A castração química tem o poder de zerar a libido de um indivíduo? Aliás, é mesmo o desejo sexual o gatilho para um estupro? E quanto ao projeto de lei de Bolsonaro, ele ainda tem chances de ser aprovado? - iStock
A castração química tem o poder de zerar a libido de um indivíduo? Aliás, é mesmo o desejo sexual o gatilho para um estupro? E quanto ao projeto de lei de Bolsonaro, ele ainda tem chances de ser aprovado?
Imagem: iStock

Natacha Cortêz

Da Universa

10/07/2018 04h00

Em junho, Universa perguntou a nove eleitoras por que elas pretendem votar em Jair Bolsonaro para presidente.
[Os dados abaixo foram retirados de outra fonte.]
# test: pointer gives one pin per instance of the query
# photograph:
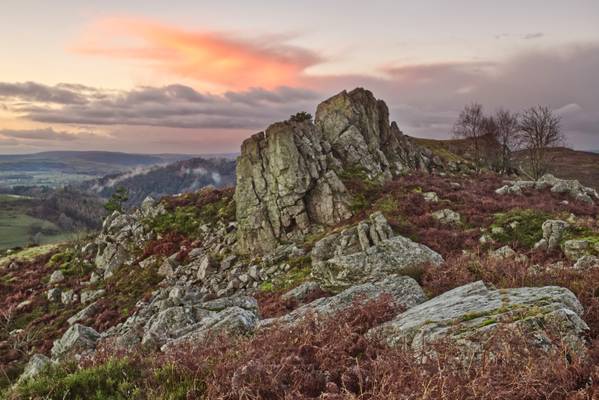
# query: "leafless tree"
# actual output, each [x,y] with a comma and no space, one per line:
[539,130]
[506,131]
[471,125]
A proposta do candidato do PSL favorável à castração química para estupradores esteve entre as respostas de sete dessas mulheres.

“Me sentiria mais segura com a aprovação dessa lei, que inibiria a ação desenfreada de agressores sexuais”, contou Stefanny  Papaiano, 36 anos, estudante de Direito e coordenadora do movimento Direita São Paulo.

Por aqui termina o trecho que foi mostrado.